La voix sourde répète ; j’abaisse mes cils sur mes yeux en signe d’acquiescement. Il laisse échapper un petit cri heureux, commande un whisky, me parle avec volubilité d’un tas de choses sans suite. Puis il me quitte et va se préparer pour la danse.

La salle s’est remplie sans que je m’en aperçoive. Les projecteurs lancent leurs pinceaux de lumière. Kouka apparaît, cette fois couvert de haillons et couronné de fleurs. Il danse. Il semble tenir dans ses bras un corps imaginaire et l’étreindre. Il mime de ses hanches souples toutes les figures de l’amour. Son corps noir se tend dans une imploration passionnée. Il tourbillonne, bondit, pousse des cris de joie, puis empoignant une guitare il chante en me regardant, d’une voix profonde qui résonne dans mon corps.

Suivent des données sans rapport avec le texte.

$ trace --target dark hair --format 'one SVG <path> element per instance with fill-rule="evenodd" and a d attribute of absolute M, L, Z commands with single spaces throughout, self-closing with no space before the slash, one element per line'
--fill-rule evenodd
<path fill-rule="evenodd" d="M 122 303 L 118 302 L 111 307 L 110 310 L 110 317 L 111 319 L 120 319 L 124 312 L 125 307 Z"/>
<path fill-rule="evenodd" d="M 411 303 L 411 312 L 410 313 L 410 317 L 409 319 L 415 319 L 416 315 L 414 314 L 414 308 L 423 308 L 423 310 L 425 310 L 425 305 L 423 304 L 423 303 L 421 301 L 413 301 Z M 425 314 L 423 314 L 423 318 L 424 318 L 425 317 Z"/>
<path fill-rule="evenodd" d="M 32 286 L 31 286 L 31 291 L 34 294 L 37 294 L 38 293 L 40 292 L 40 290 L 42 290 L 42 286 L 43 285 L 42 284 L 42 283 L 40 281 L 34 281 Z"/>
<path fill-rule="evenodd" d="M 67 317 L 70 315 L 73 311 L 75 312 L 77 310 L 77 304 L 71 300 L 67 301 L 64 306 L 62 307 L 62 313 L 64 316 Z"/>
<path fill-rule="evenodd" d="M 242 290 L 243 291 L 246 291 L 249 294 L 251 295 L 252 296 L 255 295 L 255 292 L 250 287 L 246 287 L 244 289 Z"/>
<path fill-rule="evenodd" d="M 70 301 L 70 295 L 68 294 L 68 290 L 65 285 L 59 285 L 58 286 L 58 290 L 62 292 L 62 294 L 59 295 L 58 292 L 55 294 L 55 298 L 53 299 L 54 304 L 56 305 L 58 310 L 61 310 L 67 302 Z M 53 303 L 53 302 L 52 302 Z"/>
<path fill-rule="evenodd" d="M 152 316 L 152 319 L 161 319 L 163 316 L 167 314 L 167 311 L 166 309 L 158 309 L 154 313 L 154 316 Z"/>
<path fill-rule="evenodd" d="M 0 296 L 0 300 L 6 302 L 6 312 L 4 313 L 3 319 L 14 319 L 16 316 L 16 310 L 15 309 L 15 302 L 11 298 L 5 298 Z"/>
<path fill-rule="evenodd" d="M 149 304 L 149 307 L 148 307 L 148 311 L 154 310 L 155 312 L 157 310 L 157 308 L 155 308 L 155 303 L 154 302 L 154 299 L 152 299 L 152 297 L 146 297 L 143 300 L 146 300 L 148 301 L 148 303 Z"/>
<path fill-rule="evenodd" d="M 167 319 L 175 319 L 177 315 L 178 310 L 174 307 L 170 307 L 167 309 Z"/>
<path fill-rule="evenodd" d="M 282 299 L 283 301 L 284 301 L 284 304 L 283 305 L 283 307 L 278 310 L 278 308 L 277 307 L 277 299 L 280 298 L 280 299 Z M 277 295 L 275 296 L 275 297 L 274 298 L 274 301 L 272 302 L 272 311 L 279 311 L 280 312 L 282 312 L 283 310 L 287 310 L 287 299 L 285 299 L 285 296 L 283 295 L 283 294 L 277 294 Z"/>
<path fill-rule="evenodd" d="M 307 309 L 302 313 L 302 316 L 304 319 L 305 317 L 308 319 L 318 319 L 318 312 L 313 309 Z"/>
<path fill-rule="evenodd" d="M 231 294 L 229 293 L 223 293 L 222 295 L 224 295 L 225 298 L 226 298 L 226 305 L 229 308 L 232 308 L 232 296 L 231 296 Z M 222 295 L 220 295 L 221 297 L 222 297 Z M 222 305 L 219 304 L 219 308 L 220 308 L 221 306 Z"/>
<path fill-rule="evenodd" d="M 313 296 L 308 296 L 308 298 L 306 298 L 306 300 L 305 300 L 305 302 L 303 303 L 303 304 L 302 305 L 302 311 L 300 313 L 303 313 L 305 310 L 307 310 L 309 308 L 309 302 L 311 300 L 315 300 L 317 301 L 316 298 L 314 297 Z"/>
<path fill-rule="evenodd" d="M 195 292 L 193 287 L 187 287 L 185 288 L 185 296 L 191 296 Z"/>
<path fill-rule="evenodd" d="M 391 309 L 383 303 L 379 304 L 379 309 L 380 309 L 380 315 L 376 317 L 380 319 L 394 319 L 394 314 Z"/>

Enfin il me fait signe. À la sortie, nous nous rejoignons. Il m’achète des roses, appelle un taxi.

— J’habite une toute petite chambre sous les toits, voulez-vous y venir ?

— Allons !

Ses larges lèvres se tendent vers les miennes, un peu effrayantes, bestiales. Je ferme les yeux. Mais elles ne se posent pas sur ma bouche. Elles se promènent sur mon visage, happent mon souffle et mon parfum… Il prend ma main dans la sienne, une grande main sèche et chaude.

Bientôt nous arrivons. C’est une petite chambre assez misérable.